There's some nice writing here. One image that struck in my mind about the decaying grand house was "...over the light switch, like some rustic fetish, a tranche of toadstools ripening in the sun." How lovely the word "tranche", but also how gross. And McGreevey is almost electrocuted turning on said light.
Another nice image: Heaven to sit in front of the stove in the nicely varnished room [of the boat] and smoke, and watch the dark coming on, that nice queer sensation of dark coming over water, creeping over it, and the mountains gettting dark too and bulky..."
It still makes me want to visit Ireland.

Saturday, April 4, 2009

The Names of the Dead

It's been awhile since I've read a Vietnam War novel and so Stewart O'Nan's The Names of the Dead felt disorienting and anachronistic at first. I was having flashbacks to the 80s when it seemed like every book was about the war, and this book, with a 1996 pub date was even a little late to the party. It had also been awhile since I'd read such a creepy book that was not billed as a thriller/mystery.

Larry Markham is minding his own business in 1982 upstate NY, failing his marriage, working a simple, dull job (Wonder Bread delivery driver! Nice 70s/80s touch), and facilitating a disabled veterans support group. The group doesn't feel too cliched, which is either a credit to O'Nan's writing or a result of my hiatus from such books. I liked that every story the members tell, is given shorthand to the reader: "It was a rat story" or "it was a tiger story," as if all war stories are the same, and these guys have heard it all, are almost making them up at this point.

One day there's a new guy, Creeley, in the group--briefly and angrily--and the next day the guy's stalking Larry with a vengeance that of course ties in to Larry's year (1968) in Vietnam. But this is no neat and tidy revenge story. The lack of true explanation for Creeley's methodical circling is a metaphor for the Vietnam War. We get Larry's stories that he never shares with group, his father, or his wife, but it barely makes us know him more. He's forever marked by his 11 months in Vietnam, but it doesn't explain him. We don't really know enough about Creeley, but we imagine the creeping fear of being hunted by him.

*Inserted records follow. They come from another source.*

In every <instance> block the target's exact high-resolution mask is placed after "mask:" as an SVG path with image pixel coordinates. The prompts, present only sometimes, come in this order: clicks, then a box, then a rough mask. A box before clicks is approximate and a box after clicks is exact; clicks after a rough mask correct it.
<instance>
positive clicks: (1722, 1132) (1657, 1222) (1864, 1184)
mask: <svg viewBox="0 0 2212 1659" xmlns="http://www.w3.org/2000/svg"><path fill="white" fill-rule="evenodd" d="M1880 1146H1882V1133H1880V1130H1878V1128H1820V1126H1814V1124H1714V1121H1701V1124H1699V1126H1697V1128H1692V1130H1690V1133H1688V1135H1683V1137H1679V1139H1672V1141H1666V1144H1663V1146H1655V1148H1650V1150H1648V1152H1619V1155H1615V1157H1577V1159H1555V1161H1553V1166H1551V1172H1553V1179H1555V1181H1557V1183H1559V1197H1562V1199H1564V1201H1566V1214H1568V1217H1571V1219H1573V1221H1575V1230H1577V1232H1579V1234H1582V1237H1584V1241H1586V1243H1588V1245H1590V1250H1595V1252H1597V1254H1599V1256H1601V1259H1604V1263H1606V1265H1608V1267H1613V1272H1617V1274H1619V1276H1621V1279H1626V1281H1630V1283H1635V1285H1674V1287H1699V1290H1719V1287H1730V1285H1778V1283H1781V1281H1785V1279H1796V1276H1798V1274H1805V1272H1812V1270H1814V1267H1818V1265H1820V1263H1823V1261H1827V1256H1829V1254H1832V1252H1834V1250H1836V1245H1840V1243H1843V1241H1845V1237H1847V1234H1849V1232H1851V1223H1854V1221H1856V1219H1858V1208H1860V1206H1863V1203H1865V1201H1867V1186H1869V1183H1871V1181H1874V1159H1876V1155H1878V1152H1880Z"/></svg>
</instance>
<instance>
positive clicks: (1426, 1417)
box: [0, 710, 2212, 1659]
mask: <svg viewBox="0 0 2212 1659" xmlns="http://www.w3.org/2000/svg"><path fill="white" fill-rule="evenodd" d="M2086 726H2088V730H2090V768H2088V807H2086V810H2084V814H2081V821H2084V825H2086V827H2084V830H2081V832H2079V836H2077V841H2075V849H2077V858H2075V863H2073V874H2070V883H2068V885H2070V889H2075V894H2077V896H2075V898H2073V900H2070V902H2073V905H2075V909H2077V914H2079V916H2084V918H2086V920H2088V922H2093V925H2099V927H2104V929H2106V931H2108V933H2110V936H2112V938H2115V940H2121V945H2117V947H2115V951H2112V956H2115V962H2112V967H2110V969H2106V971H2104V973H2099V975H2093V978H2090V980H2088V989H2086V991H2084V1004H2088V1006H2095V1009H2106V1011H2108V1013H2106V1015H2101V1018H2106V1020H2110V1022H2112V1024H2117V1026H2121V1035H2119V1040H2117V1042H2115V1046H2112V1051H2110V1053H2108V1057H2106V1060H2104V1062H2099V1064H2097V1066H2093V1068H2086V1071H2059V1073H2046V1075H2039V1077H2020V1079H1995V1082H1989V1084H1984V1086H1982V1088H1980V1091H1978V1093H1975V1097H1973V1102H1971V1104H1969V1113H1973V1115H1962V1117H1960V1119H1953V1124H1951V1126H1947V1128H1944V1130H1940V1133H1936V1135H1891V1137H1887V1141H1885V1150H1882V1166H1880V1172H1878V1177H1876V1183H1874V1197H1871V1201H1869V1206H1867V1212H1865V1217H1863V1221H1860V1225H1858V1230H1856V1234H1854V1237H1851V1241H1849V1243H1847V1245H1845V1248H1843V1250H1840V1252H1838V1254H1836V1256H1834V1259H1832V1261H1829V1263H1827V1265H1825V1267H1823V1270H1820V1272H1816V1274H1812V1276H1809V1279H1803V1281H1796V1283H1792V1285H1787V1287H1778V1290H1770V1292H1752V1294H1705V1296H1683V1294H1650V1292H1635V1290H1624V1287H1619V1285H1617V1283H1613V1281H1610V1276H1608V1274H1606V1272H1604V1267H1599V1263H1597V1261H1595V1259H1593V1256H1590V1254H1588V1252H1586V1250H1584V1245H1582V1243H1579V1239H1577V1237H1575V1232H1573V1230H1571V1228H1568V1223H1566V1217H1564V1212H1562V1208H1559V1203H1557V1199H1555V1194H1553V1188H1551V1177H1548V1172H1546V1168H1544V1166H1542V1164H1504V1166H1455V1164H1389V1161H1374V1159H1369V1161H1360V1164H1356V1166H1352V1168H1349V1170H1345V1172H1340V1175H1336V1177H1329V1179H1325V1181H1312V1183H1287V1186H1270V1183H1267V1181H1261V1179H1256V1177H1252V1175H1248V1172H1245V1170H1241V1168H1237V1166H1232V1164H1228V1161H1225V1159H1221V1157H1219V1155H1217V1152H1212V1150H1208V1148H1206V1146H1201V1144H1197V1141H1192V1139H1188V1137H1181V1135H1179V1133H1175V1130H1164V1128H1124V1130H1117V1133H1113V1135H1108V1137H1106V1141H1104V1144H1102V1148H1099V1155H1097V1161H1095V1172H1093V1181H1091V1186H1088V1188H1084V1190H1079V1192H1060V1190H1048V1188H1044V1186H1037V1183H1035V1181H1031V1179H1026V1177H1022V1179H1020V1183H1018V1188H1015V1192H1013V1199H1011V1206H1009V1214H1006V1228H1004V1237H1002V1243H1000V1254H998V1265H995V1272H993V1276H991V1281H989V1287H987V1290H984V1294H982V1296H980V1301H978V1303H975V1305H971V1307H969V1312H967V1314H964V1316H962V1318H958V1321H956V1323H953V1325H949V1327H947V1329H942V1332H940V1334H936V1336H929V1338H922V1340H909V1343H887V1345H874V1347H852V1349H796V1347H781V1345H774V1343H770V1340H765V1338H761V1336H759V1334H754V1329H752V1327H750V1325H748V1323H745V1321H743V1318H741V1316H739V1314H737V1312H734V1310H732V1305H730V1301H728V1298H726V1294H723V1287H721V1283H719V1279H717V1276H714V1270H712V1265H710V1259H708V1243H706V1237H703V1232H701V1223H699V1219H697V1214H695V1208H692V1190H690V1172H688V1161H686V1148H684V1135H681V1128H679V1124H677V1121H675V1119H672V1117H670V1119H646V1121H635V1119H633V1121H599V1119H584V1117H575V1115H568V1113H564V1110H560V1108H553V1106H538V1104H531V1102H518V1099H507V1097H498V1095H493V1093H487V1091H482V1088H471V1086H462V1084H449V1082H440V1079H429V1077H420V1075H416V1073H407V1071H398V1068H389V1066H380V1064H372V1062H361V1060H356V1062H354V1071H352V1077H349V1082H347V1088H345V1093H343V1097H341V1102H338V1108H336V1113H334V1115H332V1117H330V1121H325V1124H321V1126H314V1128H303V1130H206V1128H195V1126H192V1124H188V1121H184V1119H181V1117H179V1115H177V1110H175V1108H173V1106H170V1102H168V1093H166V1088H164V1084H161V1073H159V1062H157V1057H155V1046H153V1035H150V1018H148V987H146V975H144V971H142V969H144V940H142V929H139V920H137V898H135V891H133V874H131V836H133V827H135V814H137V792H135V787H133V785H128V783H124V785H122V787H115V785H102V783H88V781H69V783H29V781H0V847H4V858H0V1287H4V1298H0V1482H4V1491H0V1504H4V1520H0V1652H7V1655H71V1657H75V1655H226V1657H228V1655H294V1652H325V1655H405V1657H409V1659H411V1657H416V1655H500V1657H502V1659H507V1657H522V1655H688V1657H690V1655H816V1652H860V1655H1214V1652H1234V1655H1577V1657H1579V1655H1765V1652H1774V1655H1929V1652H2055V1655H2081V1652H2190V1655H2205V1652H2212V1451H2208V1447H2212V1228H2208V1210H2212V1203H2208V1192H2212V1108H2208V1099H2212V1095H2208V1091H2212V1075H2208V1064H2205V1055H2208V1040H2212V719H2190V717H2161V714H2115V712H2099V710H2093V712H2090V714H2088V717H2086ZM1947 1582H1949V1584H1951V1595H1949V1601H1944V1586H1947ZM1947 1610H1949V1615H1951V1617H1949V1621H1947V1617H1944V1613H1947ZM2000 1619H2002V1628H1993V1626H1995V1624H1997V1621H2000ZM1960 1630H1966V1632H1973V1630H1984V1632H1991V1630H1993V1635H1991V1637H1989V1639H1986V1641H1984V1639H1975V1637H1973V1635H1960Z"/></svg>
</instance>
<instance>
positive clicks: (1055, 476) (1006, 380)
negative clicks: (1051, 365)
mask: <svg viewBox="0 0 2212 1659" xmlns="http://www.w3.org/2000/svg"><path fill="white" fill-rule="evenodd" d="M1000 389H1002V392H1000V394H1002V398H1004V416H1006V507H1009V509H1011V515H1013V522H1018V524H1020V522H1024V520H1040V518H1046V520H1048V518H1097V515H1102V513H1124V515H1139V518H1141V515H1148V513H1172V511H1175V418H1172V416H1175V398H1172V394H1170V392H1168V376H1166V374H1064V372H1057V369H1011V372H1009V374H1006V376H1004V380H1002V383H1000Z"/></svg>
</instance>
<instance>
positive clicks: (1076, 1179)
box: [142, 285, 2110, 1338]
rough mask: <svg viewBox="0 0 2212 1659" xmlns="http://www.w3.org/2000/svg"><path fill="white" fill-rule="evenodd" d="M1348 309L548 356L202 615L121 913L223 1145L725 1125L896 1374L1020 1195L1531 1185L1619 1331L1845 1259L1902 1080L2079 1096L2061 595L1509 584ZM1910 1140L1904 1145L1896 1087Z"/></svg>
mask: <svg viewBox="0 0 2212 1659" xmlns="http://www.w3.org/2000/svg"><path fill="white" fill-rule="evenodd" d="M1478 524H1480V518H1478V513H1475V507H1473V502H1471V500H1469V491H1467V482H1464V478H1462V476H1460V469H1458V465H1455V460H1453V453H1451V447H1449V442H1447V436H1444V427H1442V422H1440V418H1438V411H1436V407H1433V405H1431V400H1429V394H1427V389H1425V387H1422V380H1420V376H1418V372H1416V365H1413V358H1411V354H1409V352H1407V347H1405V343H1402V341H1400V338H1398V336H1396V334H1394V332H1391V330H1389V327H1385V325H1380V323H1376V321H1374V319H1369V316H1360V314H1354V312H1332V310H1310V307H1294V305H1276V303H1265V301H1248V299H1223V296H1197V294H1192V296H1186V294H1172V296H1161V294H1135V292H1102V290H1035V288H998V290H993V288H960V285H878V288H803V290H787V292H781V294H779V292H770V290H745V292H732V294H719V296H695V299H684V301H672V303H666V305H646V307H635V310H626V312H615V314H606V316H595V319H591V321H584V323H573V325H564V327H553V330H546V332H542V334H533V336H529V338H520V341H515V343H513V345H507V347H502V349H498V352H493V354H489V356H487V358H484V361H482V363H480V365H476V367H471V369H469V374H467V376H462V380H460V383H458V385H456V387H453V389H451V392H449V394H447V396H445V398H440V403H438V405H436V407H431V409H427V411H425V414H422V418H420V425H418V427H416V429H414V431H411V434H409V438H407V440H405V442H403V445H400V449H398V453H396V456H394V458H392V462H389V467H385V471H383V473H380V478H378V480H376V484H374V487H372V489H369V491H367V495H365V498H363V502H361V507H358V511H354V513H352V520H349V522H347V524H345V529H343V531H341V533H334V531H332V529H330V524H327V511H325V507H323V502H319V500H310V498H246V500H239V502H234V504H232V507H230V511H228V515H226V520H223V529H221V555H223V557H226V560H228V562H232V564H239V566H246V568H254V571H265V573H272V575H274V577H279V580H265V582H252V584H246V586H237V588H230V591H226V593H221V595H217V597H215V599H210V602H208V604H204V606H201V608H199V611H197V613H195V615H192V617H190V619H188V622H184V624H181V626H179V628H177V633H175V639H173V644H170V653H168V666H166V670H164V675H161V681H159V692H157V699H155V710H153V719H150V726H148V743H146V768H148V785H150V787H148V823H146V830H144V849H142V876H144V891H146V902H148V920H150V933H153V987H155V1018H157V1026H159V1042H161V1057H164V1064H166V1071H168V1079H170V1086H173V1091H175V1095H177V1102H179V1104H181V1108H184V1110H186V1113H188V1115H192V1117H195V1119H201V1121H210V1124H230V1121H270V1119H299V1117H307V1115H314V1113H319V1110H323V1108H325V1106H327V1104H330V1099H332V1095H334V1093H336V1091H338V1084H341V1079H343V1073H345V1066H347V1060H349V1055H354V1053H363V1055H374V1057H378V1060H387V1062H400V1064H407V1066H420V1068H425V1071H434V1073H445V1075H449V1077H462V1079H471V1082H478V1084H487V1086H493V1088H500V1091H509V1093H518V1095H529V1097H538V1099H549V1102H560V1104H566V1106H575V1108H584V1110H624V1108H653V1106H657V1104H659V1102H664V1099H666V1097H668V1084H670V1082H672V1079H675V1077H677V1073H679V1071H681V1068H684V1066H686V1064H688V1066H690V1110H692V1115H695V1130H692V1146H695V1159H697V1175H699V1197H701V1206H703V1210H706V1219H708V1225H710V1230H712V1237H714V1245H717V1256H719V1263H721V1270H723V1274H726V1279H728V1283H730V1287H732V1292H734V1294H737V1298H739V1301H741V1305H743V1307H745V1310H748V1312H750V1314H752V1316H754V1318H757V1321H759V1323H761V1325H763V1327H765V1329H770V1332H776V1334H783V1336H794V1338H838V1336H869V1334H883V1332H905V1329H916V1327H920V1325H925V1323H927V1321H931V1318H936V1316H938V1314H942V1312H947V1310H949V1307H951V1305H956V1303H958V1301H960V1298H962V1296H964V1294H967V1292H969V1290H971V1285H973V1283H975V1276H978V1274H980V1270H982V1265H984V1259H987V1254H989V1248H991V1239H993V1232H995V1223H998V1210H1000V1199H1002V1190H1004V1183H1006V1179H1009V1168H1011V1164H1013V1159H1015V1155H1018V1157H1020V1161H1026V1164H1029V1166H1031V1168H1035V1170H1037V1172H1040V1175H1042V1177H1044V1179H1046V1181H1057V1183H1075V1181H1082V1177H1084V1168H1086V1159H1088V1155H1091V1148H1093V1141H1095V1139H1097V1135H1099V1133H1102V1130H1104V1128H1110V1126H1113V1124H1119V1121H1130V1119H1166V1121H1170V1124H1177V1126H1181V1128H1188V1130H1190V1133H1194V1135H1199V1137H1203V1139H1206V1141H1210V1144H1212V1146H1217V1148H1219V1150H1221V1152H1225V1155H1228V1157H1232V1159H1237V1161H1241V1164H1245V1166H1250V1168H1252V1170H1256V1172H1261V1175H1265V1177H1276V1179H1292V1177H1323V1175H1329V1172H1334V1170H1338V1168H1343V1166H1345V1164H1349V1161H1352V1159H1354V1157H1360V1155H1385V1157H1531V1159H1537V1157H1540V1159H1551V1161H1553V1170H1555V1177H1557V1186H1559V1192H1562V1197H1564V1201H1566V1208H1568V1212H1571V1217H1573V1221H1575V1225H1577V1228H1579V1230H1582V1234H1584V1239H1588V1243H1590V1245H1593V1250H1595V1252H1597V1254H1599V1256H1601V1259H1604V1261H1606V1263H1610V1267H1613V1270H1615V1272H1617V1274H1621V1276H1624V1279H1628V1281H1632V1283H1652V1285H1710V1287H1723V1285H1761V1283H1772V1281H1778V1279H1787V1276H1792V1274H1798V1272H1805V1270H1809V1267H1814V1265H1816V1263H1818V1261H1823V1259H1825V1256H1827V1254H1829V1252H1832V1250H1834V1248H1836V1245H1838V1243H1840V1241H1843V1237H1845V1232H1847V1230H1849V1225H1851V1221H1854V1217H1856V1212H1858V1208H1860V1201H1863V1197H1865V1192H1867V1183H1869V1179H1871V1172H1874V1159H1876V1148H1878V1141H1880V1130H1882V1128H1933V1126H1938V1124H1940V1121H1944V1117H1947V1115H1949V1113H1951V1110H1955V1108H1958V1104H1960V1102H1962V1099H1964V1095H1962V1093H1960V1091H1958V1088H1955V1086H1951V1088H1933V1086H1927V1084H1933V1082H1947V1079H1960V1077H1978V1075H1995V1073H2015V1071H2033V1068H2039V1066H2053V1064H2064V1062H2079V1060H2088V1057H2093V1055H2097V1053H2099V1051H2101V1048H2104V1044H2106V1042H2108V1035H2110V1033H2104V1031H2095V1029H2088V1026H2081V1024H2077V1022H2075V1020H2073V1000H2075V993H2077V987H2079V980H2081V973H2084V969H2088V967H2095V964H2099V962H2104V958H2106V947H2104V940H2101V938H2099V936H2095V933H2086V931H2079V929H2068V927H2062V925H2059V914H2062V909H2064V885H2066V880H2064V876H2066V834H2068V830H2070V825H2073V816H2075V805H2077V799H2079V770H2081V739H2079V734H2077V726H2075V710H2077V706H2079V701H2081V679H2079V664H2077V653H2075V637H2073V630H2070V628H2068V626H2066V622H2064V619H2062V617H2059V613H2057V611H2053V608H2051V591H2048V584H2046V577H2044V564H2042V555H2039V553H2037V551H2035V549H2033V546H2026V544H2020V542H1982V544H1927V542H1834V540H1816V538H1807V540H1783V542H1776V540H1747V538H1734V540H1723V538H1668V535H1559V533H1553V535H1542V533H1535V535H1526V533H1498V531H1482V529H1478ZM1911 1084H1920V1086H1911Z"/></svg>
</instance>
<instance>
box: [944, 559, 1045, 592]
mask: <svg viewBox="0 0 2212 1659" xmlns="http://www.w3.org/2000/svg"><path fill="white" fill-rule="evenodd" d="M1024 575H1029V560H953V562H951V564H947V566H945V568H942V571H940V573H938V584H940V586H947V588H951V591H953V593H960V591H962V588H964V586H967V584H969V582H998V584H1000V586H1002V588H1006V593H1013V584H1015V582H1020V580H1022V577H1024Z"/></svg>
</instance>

The intersection of Larry's year in Vietnam and glimpses of his current life doesn't work as a perfect metaphor, but I do like that as a new recruit, Larry just kind of goes along and is clearly just learning the ropes. Sure, people die, but the living are still a tight squad. Then almost suddenly, things change. About the time Larry gets back from his leave (and his mother's funeral) all hell is breaking loose. The war becomes like a mudslide for him as the deaths of his fellow soldiers come in rapid succesion until Larry is the last one standing.
At home, in 1982, Larry's just going along with his life and then the problems start to pile up. Is Creeley the root of it all? Or is that just how life goes? Sometimes problems pile up, even if your not being stalked by a psycho Vet you don't know or don't remember. (Larry's therapy group is particularly incensed by Creeley because they feel he gives them all a bad name. This is a nice touch, allowing O'Nan to write about the psycho vet without seeming cliched.)

O'Nan's writing was, as always, great. He seems simply to be capturing life in his books. This one just happens to have the drama/trauma of a messy war as its backdrop. I kind of wanted more closure at the end. Yeah, yeah, Larry goes to the newly constructed Wall in Washington, but I wanted Larry's life to be resolved. I guess that's not how the Vietnam War or a good writer works.
addendum: I'm continuing my race into the past by reading Edna O'Brien's House of Splendid Isolation, another early 90s book about troubles of the 70s/80s (Ireland, this time).